More than 170 images and personal details of children in Brazil have been extracted from an open source data set without their knowledge or consent, and used to train AI, claims a new report by Human Rights Watch published on Monday.
The images have been extracted from content published in 2023 and the mid-1990s, according to the report, long before any Internet user could anticipate that their content could be used to train AI. Human Rights Watch claims that these children’s personal data, along with links to their photographs, were included in LAION-5B, a dataset that has been a popular source of training data for AI startups.
“Your privacy is violated in the first instance when your photograph is extracted and included in these data sets. And then these AI tools are trained with this data and can therefore create realistic images of children,” says Hye Jung Han, a technology and children’s rights researcher at Human Rights Watch and a researcher who found these images. “The technology is developed in such a way that any child who has a photo or video of themselves online is now at risk because any malicious actor could take that photo and then use these tools to manipulate them however they want.”
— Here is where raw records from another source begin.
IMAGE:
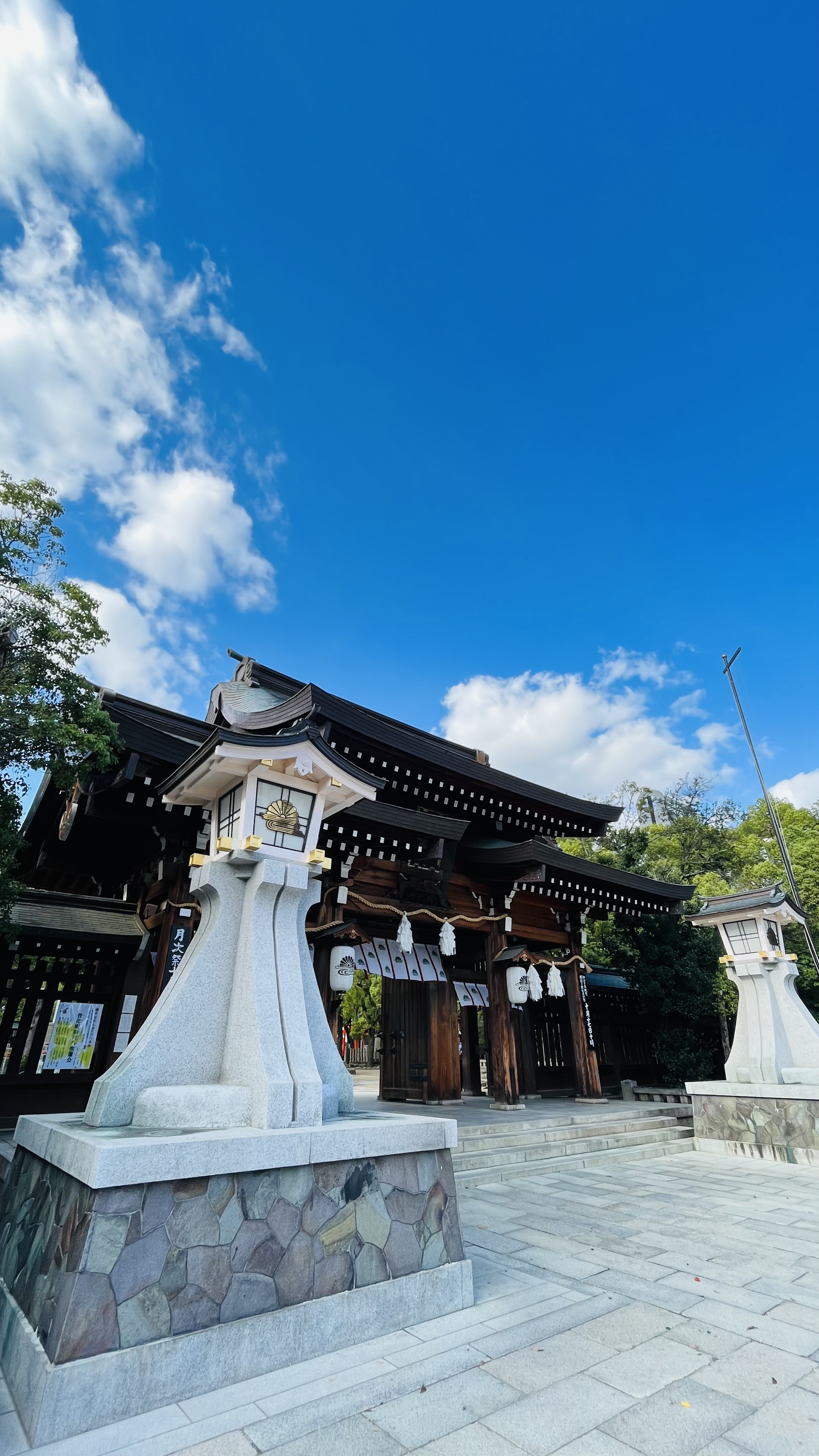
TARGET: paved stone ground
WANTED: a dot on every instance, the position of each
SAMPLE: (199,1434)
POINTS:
(668,1308)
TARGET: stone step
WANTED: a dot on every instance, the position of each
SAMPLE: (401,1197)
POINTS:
(479,1177)
(525,1136)
(515,1122)
(538,1154)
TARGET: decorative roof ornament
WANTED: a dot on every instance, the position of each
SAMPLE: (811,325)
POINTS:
(282,817)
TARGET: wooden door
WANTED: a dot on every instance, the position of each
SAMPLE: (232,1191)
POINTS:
(406,1061)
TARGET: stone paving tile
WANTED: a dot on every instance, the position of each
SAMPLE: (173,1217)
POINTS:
(793,1314)
(760,1327)
(363,1398)
(417,1419)
(547,1362)
(470,1441)
(789,1425)
(630,1325)
(234,1443)
(195,1433)
(536,1331)
(678,1420)
(489,1240)
(726,1293)
(388,1347)
(651,1366)
(755,1374)
(324,1387)
(661,1295)
(556,1416)
(12,1436)
(356,1436)
(597,1443)
(120,1435)
(709,1339)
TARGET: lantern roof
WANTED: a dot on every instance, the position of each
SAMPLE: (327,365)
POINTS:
(258,700)
(769,897)
(228,755)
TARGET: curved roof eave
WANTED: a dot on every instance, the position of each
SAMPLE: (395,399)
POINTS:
(416,743)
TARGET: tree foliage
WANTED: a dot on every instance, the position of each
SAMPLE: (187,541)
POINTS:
(50,717)
(361,1007)
(684,836)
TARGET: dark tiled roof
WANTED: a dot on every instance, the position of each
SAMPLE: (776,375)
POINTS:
(511,858)
(311,701)
(78,916)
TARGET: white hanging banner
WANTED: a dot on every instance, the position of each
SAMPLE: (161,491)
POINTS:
(382,951)
(400,969)
(426,963)
(369,953)
(463,994)
(413,966)
(435,957)
(74,1037)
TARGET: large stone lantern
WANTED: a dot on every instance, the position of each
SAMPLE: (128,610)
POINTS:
(221,1211)
(769,1106)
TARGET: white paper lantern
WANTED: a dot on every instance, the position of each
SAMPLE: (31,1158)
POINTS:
(518,985)
(342,967)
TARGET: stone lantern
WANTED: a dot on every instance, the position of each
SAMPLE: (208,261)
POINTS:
(227,1209)
(776,1039)
(769,1106)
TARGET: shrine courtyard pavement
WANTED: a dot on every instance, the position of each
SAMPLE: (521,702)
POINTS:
(667,1307)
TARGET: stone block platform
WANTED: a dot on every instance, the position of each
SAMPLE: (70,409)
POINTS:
(771,1122)
(117,1298)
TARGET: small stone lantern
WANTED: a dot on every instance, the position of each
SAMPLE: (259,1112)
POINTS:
(776,1039)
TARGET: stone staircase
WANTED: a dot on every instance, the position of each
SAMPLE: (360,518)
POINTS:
(524,1149)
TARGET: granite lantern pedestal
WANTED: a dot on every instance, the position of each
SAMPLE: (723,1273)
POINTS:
(769,1106)
(221,1211)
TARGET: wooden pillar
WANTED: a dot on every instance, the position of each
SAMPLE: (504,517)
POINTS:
(525,1046)
(505,1061)
(587,1072)
(445,1064)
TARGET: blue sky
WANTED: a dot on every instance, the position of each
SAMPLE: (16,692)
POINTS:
(458,357)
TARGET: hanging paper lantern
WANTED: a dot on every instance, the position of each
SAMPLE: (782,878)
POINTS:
(447,940)
(518,985)
(554,982)
(342,967)
(404,935)
(282,817)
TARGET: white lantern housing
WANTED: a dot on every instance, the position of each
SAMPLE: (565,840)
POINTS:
(776,1039)
(518,985)
(342,967)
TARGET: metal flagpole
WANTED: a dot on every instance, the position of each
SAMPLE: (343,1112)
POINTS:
(773,813)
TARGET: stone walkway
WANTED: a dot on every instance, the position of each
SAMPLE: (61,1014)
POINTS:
(668,1308)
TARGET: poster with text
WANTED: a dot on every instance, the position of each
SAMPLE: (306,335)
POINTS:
(74,1037)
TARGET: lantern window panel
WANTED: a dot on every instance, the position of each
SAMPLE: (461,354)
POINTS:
(773,935)
(283,814)
(229,810)
(744,937)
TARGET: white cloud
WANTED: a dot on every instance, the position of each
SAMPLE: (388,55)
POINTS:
(135,662)
(579,737)
(95,365)
(186,526)
(802,790)
(623,666)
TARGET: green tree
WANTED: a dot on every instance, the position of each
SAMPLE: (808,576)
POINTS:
(361,1007)
(50,717)
(685,838)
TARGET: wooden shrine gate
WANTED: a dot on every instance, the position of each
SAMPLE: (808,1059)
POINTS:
(59,962)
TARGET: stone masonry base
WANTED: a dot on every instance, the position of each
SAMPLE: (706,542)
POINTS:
(770,1125)
(123,1273)
(59,1401)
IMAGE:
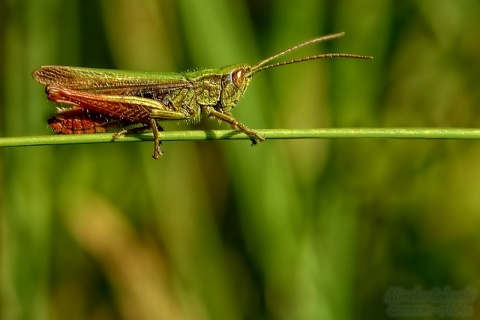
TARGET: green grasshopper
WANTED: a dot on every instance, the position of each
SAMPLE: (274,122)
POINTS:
(101,99)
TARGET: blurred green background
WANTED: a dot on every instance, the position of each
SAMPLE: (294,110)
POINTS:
(317,229)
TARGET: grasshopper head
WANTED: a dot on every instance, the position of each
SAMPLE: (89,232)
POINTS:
(235,81)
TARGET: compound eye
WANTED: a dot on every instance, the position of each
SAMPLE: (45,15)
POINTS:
(238,77)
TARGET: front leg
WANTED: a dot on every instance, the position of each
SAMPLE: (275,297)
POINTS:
(234,123)
(155,127)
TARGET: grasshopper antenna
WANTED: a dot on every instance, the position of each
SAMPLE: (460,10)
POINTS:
(260,66)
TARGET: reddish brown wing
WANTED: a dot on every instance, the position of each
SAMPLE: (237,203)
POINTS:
(81,121)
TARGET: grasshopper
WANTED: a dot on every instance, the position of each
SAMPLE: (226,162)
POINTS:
(100,99)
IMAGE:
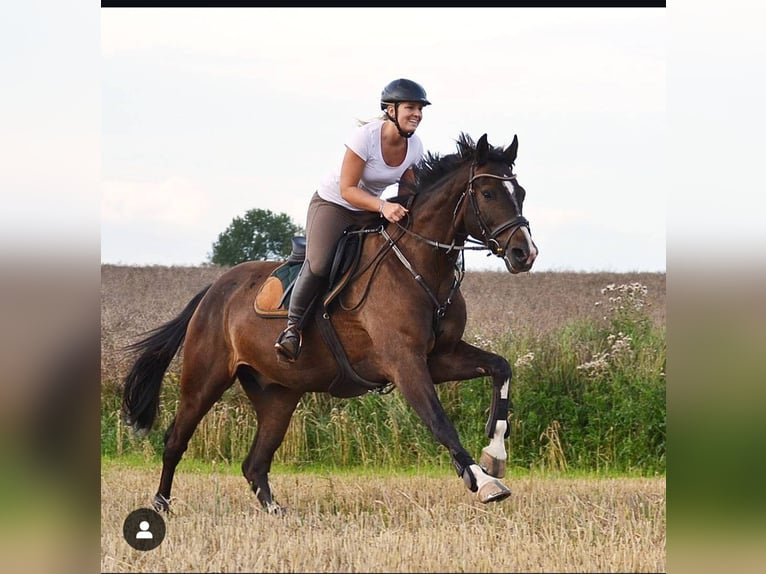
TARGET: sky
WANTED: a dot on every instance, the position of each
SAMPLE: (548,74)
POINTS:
(208,113)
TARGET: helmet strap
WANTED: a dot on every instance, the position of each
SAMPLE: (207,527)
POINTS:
(405,135)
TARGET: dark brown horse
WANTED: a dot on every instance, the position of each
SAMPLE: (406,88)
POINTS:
(405,326)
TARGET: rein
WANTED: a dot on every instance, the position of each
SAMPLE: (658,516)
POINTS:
(490,236)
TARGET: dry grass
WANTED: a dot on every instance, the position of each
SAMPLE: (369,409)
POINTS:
(137,299)
(342,523)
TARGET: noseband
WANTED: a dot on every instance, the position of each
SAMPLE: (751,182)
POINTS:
(490,235)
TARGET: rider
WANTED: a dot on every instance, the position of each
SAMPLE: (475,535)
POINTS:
(378,154)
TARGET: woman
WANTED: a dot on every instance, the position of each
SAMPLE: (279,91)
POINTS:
(378,154)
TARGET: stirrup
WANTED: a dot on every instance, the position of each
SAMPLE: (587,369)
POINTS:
(289,353)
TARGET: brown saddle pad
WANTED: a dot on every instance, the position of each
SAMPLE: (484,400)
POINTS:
(270,301)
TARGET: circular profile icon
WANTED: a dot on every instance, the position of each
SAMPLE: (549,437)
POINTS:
(144,529)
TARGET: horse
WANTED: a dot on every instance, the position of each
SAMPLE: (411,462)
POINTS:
(405,332)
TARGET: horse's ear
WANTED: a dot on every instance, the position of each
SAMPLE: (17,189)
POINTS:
(510,151)
(482,150)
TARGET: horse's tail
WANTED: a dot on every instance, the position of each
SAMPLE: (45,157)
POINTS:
(141,391)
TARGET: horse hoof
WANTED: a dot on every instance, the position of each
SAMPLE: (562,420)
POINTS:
(493,491)
(274,509)
(491,465)
(161,504)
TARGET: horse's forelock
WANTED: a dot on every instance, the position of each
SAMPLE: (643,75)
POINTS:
(435,166)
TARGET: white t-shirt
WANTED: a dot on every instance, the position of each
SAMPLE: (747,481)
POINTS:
(377,175)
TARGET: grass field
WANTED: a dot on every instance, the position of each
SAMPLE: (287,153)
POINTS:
(381,521)
(343,522)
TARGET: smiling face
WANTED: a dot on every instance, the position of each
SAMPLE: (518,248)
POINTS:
(408,114)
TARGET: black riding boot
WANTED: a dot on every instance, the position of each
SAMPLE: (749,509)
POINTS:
(305,292)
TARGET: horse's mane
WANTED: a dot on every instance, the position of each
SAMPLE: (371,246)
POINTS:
(433,167)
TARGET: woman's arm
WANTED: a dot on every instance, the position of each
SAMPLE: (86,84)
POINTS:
(350,174)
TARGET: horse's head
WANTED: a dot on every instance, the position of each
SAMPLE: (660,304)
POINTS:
(493,203)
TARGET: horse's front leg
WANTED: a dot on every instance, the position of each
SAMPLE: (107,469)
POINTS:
(467,362)
(417,387)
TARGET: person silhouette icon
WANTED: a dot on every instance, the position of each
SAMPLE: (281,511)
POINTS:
(144,529)
(144,533)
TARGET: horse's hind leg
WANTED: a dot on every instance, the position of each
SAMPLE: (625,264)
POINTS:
(467,362)
(274,406)
(201,387)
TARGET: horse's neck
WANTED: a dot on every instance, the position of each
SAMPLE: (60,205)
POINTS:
(435,218)
(434,221)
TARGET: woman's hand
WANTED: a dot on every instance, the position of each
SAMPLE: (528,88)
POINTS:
(393,212)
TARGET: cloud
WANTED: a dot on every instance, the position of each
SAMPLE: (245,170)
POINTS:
(176,201)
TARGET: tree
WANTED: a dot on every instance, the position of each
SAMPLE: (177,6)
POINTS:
(260,234)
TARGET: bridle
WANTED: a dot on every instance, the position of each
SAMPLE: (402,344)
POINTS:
(489,235)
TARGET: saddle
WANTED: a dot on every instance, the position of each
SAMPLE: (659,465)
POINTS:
(273,298)
(273,301)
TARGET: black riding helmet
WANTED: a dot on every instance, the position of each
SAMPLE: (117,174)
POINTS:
(402,90)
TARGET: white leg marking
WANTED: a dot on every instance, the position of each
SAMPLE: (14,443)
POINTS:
(482,477)
(496,447)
LAION-5B is based on Common Crawl, a data repository created by web scraping and made available to researchers, and has been used to train several AI models, including Stability AI’s Stable Diffusion imaging tool . Created by the German nonprofit LAION, the dataset is open access and now includes more than 5.85 billion pairs of images and captions, according to its website.
The images of children the researchers found came from mom blogs and other personal, motherhood or parenting blogs, as well as still images from YouTube videos with a low number of views, apparently uploaded to be shared with family and friends.
“Just looking at the context where they were published, they enjoyed an expectation and a certain privacy,” Hye says. “Most of these images were not possible to find online using a reverse image search.”
Youtube Terms of Service not allowing scraping except in certain circumstances; These cases seem to go against those policies. “We’ve made clear that unauthorized scraping of content from YouTube is a violation of our Terms of Service,” says YouTube spokesperson Jack Maon, “and we continue to take action against this type of abuse.”
In December, Stanford University researchers discovered that the AI training data collected by LAION-5B contained child sexual abuse material. The problem of explicit deepfakes is increasing even among students in American schools, where they are used to bully their classmates, especially girls. Hye is concerned that beyond using children’s photos to generate CSAM, the database could reveal potentially sensitive information, such as locations or medical data. In 2022, a US-based artist. found its own image in the LAION data setand realized it was from his private medical records.